Будто ветер пошелестел где-то в кустарнике и затих сам собой. Голицын никогда этот биографический факт по своей инициативе не комментировал и тем более на нем не пиарился. А что тут обсуждать, собственно?
Внутреннее достоинство потомка древнего аристократического рода органично соединилось с цеховой художнической независимостью. Некогда князей Голицыных и графов Шереметевых, предков Иллариона Владимировича, портретировали крепостные живописцы или призванные для этого знаменитости, а при Советах произошла вдруг метаморфоза: князь стал художником. Прислуживать новой власти он не собирался, так что не ищите в творческом наследии Голицына даже намеков на заискивание перед советской идеологией. Все было по-честному, практически без компромиссов:
если аристократ становится художником, то художником настоящим, искренним, влюбленным в свое дело и презирающим навязанный заказ.
Войдя в богемную среду (во многом благодаря знакомству и последующему родству с семейством Фаворских и Ефимовых, много значивших для свободного интеллигентского сознания), Голицын явственно продемонстрировал, до какой степени вопросы искусства могут быть значимее любых других амбиций.
Он, пожалуй, не перевернул сознание советских людей послевоенного времени, но все же немного на него повлиял посредством линогравюр, ксилографий, офортов — всего того, что называлось в оттепельную эпоху «новым эстампом». Образчики такого рода произведений включены в нынешнюю ретроспективу: серии «Будни пригорода», «Времена года», гравюры «деревенского» толка. Насчет ранних голицынских работ даже есть мнение, что они примыкают к «суровому стилю». Это следует все-таки отнести на счет фантазии искусствоведов и культурологов, хотя Голицын действительно дружил и был близок к апологетам этого направления.
Его миссия все же состояла в другом — это видно на выставке невооруженным глазом. Голицын не стремился «опоэтизировать трудовые будни», он был поэтом сам по себе, без привязки к сюжету. Немного социальности на старте – и дальнейшая лирика, аналитическая лирика без конца. Она извлекалась из чего угодно, но главным образом из обыкновеннейшего жизненного материала: вида за окном, окружающего интерьера, фигур родственников и друзей.

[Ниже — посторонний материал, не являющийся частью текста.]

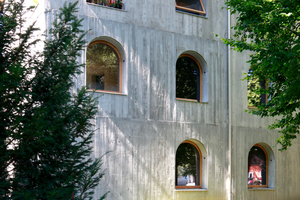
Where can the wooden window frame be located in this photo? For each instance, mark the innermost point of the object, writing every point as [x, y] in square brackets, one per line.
[267, 167]
[200, 76]
[192, 10]
[200, 168]
[120, 66]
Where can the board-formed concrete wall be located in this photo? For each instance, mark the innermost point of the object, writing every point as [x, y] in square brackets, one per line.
[143, 126]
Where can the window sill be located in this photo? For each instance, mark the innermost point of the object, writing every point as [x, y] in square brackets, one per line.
[191, 190]
[106, 92]
[195, 15]
[102, 6]
[260, 189]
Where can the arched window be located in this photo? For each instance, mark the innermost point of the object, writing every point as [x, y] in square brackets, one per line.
[190, 6]
[188, 78]
[103, 67]
[188, 166]
[257, 167]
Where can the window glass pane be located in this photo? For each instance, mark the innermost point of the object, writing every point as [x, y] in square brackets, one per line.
[256, 166]
[102, 68]
[187, 78]
[187, 165]
[192, 4]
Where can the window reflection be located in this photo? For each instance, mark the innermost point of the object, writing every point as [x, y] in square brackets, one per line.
[257, 166]
[187, 165]
[102, 67]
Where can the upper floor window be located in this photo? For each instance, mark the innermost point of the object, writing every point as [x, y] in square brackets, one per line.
[257, 167]
[103, 67]
[190, 6]
[109, 3]
[188, 166]
[188, 78]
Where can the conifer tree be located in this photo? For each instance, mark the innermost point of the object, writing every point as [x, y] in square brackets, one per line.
[45, 131]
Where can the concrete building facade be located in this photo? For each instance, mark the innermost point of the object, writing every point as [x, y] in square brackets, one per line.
[143, 124]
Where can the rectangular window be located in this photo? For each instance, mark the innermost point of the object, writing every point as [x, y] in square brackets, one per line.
[190, 6]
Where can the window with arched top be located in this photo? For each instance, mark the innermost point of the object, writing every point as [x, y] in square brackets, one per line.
[103, 67]
[188, 78]
[188, 166]
[257, 167]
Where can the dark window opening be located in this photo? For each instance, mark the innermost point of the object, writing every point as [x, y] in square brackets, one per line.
[190, 6]
[257, 167]
[188, 158]
[188, 80]
[103, 67]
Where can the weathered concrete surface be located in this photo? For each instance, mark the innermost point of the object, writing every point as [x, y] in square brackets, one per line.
[145, 124]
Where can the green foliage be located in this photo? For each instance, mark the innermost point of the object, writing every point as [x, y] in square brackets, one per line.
[270, 29]
[45, 131]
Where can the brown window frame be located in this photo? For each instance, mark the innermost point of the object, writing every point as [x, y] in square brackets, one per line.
[200, 76]
[200, 168]
[267, 166]
[192, 10]
[120, 66]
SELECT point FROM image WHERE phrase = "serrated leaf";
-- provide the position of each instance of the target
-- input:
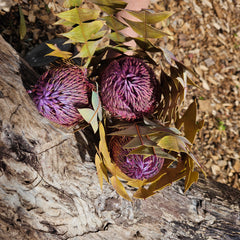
(150, 18)
(22, 27)
(104, 149)
(87, 114)
(191, 176)
(58, 52)
(191, 126)
(72, 3)
(149, 151)
(64, 23)
(145, 30)
(79, 15)
(172, 175)
(136, 142)
(88, 49)
(114, 23)
(84, 32)
(172, 143)
(168, 55)
(118, 186)
(143, 193)
(111, 7)
(117, 37)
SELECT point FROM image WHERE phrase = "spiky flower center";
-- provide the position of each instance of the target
(59, 91)
(128, 88)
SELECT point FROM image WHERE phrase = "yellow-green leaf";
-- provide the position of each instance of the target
(72, 3)
(101, 170)
(172, 143)
(64, 23)
(22, 28)
(150, 18)
(88, 49)
(84, 32)
(79, 15)
(111, 7)
(145, 30)
(118, 186)
(148, 151)
(58, 52)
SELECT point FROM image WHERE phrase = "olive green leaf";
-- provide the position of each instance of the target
(118, 186)
(114, 23)
(79, 15)
(111, 7)
(149, 17)
(58, 52)
(145, 30)
(22, 28)
(84, 31)
(72, 3)
(101, 170)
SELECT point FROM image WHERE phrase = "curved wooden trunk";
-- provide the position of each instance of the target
(49, 187)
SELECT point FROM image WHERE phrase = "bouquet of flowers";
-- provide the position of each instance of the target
(145, 139)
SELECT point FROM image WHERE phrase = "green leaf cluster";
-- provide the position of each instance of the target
(148, 138)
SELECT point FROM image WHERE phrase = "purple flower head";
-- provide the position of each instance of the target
(59, 91)
(129, 88)
(134, 166)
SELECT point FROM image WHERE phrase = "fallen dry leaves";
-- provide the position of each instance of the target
(206, 38)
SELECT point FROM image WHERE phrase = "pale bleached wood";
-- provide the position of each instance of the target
(49, 190)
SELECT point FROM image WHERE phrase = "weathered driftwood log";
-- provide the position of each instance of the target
(49, 187)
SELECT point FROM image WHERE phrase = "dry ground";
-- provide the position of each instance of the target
(206, 38)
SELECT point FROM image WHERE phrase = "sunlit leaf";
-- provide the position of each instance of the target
(136, 142)
(143, 193)
(172, 143)
(58, 52)
(191, 176)
(118, 186)
(145, 30)
(22, 28)
(114, 23)
(149, 17)
(84, 32)
(149, 151)
(168, 55)
(79, 15)
(64, 23)
(191, 126)
(88, 49)
(111, 7)
(101, 170)
(104, 149)
(72, 3)
(117, 37)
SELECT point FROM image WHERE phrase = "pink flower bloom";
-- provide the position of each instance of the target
(134, 166)
(59, 91)
(129, 88)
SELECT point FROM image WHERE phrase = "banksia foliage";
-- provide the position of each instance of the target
(129, 89)
(60, 91)
(135, 166)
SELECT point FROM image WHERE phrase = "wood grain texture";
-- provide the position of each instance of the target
(49, 187)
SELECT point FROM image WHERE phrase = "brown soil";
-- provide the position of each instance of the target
(206, 38)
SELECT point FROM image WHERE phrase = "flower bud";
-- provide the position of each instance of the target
(129, 88)
(60, 91)
(134, 165)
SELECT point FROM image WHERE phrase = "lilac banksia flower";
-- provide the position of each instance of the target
(134, 165)
(59, 92)
(129, 88)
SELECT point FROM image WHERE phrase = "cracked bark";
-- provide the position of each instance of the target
(49, 187)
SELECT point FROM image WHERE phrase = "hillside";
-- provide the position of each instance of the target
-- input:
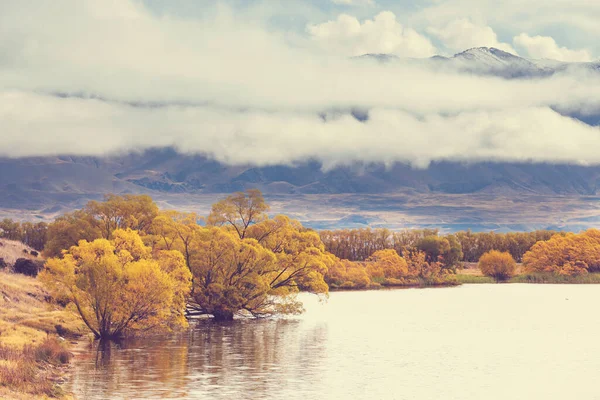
(480, 195)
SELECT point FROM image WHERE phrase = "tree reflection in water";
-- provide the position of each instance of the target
(242, 358)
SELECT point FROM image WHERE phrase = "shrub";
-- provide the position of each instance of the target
(27, 267)
(500, 266)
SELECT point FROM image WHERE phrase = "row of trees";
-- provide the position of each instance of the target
(32, 234)
(360, 244)
(127, 267)
(568, 254)
(563, 254)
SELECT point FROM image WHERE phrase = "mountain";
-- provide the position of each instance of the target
(454, 195)
(26, 181)
(492, 61)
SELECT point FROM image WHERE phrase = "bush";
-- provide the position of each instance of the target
(500, 266)
(27, 267)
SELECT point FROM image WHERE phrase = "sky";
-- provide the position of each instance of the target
(276, 82)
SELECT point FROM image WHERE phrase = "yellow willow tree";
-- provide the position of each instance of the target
(175, 230)
(237, 276)
(387, 265)
(119, 287)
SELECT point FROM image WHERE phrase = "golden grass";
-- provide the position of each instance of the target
(31, 358)
(25, 315)
(11, 250)
(34, 370)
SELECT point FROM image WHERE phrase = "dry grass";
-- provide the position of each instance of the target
(31, 357)
(26, 317)
(11, 250)
(34, 370)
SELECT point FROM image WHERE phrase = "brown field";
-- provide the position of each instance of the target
(11, 250)
(28, 334)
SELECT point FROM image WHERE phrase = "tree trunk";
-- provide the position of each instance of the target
(223, 316)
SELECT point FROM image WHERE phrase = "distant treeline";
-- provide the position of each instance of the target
(360, 244)
(32, 234)
(348, 244)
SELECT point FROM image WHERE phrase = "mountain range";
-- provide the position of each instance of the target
(46, 186)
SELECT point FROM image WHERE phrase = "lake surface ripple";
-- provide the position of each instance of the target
(510, 341)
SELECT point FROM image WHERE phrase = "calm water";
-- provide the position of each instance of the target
(470, 342)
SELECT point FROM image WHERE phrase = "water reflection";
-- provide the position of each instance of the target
(469, 343)
(219, 360)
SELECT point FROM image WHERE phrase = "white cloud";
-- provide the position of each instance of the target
(382, 34)
(247, 94)
(359, 3)
(461, 34)
(75, 126)
(546, 47)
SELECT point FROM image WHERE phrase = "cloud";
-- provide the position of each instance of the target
(232, 88)
(461, 34)
(383, 34)
(359, 3)
(75, 125)
(546, 47)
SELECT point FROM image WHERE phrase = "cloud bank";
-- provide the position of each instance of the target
(242, 93)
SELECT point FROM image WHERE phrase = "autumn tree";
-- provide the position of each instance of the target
(67, 230)
(239, 211)
(569, 254)
(234, 275)
(346, 274)
(499, 265)
(119, 287)
(174, 230)
(98, 220)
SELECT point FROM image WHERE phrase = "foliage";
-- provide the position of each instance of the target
(27, 267)
(99, 220)
(119, 287)
(134, 212)
(233, 275)
(240, 210)
(29, 369)
(474, 245)
(570, 254)
(33, 235)
(498, 265)
(386, 264)
(346, 274)
(359, 244)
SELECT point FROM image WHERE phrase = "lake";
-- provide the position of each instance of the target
(509, 341)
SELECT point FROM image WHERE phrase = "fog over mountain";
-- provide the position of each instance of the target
(153, 97)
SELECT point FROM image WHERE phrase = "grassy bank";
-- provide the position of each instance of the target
(32, 357)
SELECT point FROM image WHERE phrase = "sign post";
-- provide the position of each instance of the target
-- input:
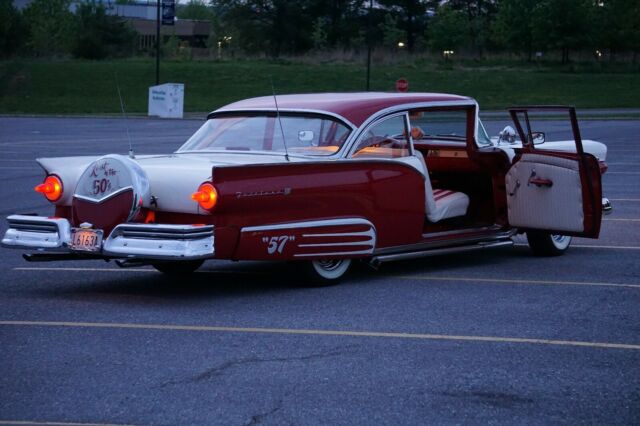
(402, 85)
(168, 18)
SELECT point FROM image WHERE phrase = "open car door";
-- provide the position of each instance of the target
(553, 191)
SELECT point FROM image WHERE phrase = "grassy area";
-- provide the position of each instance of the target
(86, 87)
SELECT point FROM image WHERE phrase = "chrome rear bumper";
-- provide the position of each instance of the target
(607, 208)
(126, 241)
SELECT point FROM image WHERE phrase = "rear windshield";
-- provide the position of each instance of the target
(302, 134)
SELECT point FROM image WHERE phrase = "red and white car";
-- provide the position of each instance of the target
(321, 180)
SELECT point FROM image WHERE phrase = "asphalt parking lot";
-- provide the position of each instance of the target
(483, 337)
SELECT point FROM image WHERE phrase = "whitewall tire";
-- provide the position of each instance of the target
(327, 271)
(545, 244)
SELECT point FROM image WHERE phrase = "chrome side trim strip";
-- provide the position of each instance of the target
(330, 254)
(435, 252)
(350, 243)
(309, 224)
(430, 245)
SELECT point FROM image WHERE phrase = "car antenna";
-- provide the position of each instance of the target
(275, 100)
(124, 114)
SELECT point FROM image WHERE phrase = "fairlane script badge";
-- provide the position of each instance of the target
(102, 178)
(285, 191)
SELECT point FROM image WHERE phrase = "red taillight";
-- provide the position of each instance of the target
(206, 196)
(50, 188)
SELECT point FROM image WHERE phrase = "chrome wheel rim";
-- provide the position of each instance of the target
(331, 269)
(560, 241)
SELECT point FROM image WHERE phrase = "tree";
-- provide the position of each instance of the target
(564, 25)
(391, 34)
(413, 17)
(13, 30)
(512, 27)
(51, 26)
(275, 26)
(479, 16)
(99, 35)
(197, 10)
(618, 26)
(449, 29)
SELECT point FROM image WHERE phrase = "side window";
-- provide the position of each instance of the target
(443, 125)
(385, 139)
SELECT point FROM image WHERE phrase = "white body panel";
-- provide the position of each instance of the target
(170, 176)
(597, 149)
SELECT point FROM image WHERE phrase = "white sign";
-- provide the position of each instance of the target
(166, 100)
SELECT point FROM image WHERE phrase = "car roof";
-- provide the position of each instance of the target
(355, 107)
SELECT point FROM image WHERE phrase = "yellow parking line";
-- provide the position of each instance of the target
(46, 268)
(511, 281)
(312, 332)
(591, 246)
(37, 423)
(134, 269)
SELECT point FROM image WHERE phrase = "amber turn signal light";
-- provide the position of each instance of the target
(206, 196)
(50, 188)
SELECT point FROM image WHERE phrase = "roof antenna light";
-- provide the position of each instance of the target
(275, 100)
(124, 115)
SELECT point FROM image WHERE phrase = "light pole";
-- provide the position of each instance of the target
(158, 43)
(369, 45)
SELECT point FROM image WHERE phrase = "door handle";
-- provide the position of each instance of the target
(539, 182)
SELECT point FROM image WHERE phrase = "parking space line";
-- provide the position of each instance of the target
(40, 423)
(141, 269)
(47, 268)
(319, 332)
(591, 246)
(519, 281)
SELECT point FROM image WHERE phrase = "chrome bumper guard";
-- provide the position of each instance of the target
(37, 232)
(151, 241)
(129, 241)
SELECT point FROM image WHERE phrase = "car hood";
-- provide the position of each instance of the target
(172, 177)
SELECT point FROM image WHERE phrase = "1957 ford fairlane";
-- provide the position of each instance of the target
(322, 179)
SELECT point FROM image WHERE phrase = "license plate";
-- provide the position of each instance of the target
(86, 239)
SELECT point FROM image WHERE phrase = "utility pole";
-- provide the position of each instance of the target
(158, 43)
(369, 45)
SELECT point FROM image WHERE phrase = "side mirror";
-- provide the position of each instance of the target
(538, 137)
(305, 135)
(508, 135)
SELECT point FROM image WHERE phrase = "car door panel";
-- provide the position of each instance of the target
(557, 192)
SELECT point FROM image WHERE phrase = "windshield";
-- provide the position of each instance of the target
(303, 134)
(483, 137)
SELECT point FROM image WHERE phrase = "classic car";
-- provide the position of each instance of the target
(321, 180)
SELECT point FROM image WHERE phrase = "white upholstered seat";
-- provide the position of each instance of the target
(442, 203)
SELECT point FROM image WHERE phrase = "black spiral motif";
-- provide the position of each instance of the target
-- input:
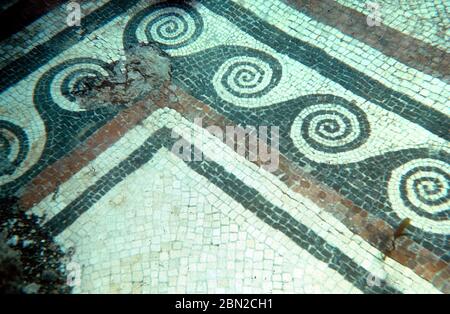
(426, 190)
(251, 75)
(14, 147)
(171, 25)
(332, 127)
(59, 84)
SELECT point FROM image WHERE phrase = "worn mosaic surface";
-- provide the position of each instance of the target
(363, 145)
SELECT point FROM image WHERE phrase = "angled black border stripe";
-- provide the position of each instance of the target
(333, 69)
(16, 70)
(248, 197)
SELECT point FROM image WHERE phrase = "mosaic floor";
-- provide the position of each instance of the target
(362, 145)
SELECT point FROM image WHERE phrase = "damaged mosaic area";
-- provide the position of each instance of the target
(359, 199)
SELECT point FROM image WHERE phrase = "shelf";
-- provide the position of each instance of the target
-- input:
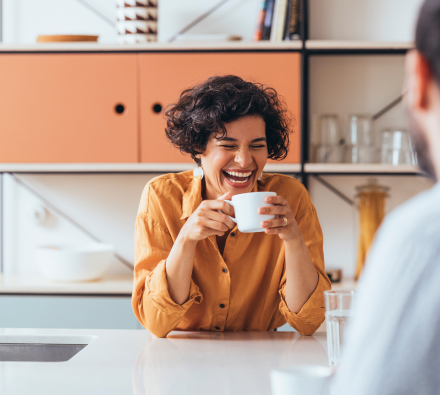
(15, 284)
(354, 44)
(357, 47)
(349, 168)
(123, 167)
(155, 47)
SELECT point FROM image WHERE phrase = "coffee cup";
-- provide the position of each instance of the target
(301, 380)
(246, 207)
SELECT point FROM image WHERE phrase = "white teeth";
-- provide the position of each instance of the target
(236, 174)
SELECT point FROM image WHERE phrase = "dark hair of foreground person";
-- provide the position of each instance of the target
(204, 109)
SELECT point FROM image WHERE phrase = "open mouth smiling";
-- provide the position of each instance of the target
(236, 177)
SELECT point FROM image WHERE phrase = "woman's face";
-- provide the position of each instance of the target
(234, 163)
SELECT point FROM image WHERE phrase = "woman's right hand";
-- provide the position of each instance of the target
(207, 220)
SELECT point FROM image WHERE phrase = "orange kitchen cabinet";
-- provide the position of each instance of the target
(62, 108)
(164, 76)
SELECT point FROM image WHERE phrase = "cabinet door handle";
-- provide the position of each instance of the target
(157, 108)
(119, 108)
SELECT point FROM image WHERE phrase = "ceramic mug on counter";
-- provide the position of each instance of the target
(246, 208)
(301, 380)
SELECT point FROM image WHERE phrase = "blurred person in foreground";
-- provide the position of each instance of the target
(393, 344)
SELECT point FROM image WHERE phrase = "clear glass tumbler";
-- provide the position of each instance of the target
(396, 147)
(338, 311)
(325, 139)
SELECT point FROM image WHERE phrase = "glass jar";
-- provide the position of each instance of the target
(371, 203)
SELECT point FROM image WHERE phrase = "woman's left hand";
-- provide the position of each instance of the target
(287, 229)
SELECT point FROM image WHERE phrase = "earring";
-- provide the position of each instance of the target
(198, 173)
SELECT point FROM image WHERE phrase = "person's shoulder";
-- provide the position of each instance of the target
(164, 182)
(418, 216)
(165, 187)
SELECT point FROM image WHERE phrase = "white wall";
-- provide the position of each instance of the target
(24, 20)
(382, 20)
(107, 204)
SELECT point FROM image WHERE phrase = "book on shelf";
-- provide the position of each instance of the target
(278, 20)
(268, 19)
(293, 20)
(258, 35)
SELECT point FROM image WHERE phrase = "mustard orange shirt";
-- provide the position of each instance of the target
(242, 290)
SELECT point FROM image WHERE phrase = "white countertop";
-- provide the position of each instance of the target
(135, 362)
(15, 284)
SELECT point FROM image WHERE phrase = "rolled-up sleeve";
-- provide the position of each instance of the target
(151, 301)
(312, 313)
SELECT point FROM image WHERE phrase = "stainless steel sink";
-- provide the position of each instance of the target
(39, 352)
(41, 348)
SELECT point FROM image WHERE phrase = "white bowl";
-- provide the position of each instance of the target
(81, 262)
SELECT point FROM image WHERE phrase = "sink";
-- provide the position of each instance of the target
(41, 348)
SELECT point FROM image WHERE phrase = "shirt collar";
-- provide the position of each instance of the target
(193, 197)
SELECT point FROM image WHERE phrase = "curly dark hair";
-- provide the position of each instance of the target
(204, 109)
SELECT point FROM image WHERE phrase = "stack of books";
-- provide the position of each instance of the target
(279, 20)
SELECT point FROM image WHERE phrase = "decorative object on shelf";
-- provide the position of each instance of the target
(278, 20)
(293, 21)
(360, 141)
(258, 34)
(268, 19)
(395, 147)
(203, 38)
(334, 275)
(136, 21)
(197, 20)
(74, 262)
(66, 38)
(371, 205)
(326, 142)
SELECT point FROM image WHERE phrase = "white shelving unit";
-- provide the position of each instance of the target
(349, 168)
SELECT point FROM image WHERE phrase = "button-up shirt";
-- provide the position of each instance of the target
(243, 289)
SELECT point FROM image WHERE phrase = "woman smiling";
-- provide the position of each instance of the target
(194, 270)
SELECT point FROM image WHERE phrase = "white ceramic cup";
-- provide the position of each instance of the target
(301, 380)
(246, 208)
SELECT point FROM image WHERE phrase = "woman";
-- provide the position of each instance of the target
(193, 269)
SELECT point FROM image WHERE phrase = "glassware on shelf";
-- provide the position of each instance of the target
(360, 142)
(359, 154)
(325, 142)
(371, 202)
(395, 147)
(360, 130)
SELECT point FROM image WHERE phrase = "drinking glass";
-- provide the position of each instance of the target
(360, 130)
(338, 311)
(360, 154)
(325, 141)
(396, 147)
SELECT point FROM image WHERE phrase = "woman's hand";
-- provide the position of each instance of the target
(207, 220)
(288, 232)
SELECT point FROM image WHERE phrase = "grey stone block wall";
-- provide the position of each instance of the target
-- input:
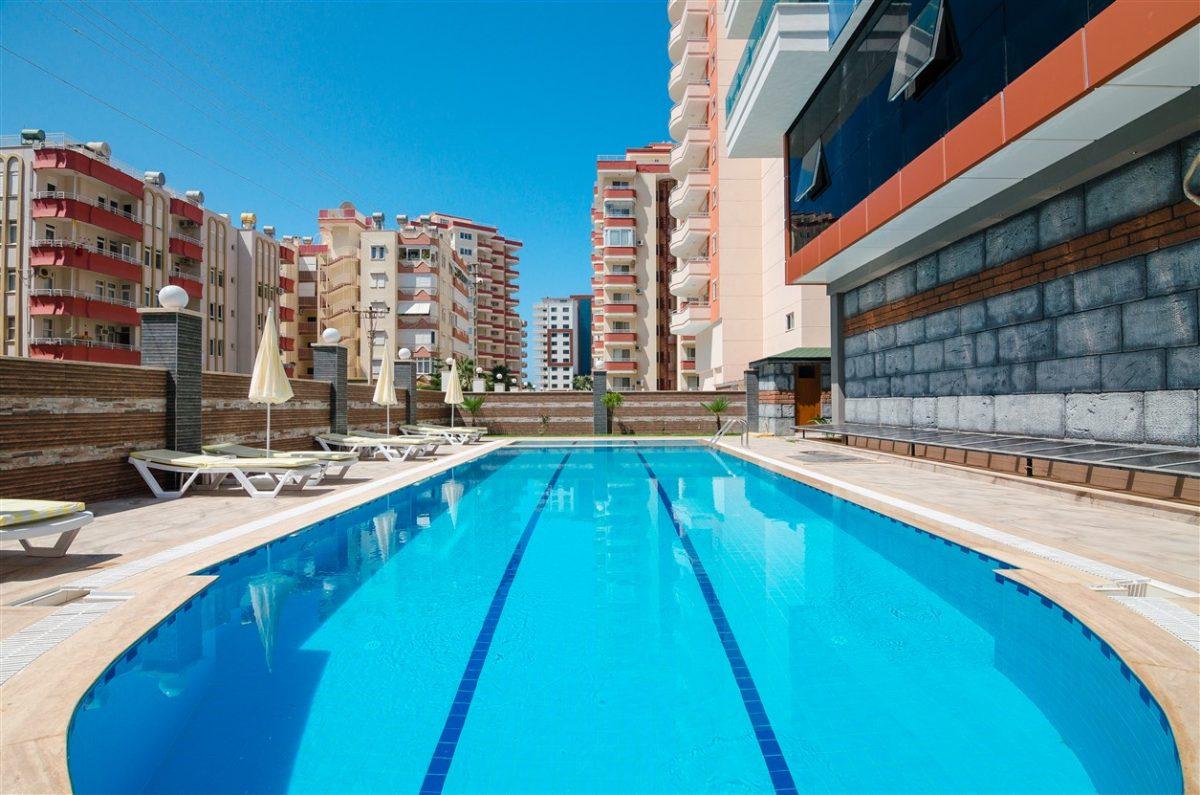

По официальным советским меркам это было довольно ущербное занятие, не способствовавшее подъему коммунистических настроений в обществе. А сегодня тут и вовсе проглядывает «немейнстрим»: с чего вдруг возникала эта утонченная привязанность к природе, к своему дому, к предкам, к детям и друзьям, когда «все умрут, а я останусь»?
Будем откровенны: покойный художник был спокойным и мягким проповедником любви к сущему.
Неважно, до какой степени вас не устраивает сегодняшняя реальность; вполне возможно, вы мысленно готовы изничтожить ее на корню. Однако это время вашей жизни, оно безвозвратно утекает с каждым днем, и другого шанса вдохнуть нужный воздух в нужную минуту, утешить и приободрить дорогих людей, получить от них ответное сочувствие, присмотреться к изумительному кривому дереву на обочине – этого шанса потом уже не будет. И даже акварельные «тени предков» в многолетней голицынской серии «Красная комната» – они о том же, об умении с благодарностью вставить себя в череду вековых событий и ничего не испортить из прежнего, добавив немного личного, сокровенного.
Кстати, у Иллариона Владимировича было свое особое представление об истории и об исторических дистанциях. Например, связь современности с пушкинской эпохой он так расшифровал когда-то автору этих строк: «Мы привыкли думать, что Пушкин жил давным-давно, в незапамятные времена. Но если ощущать прошлое как цепочку встреч между людьми разных поколений, больше того, как цепь их прикосновений друг к другу, тактильных контактов, то все вдруг оказывается очень близко. Скажем, Наталия Николаевна Гончарова, будучи уже в годах, держала на руках, нянчила моего прадедушку. А тот в преклонном возрасте играл и возился со мной, младенцем. Получается, что меня от Пушкина отделяют всего три прикосновения. Вот мы с вами поздоровались при встрече за руку, и от вас до Пушкина теперь четыре прикосновения. Это же совсем рядом, ничтожная дистанция».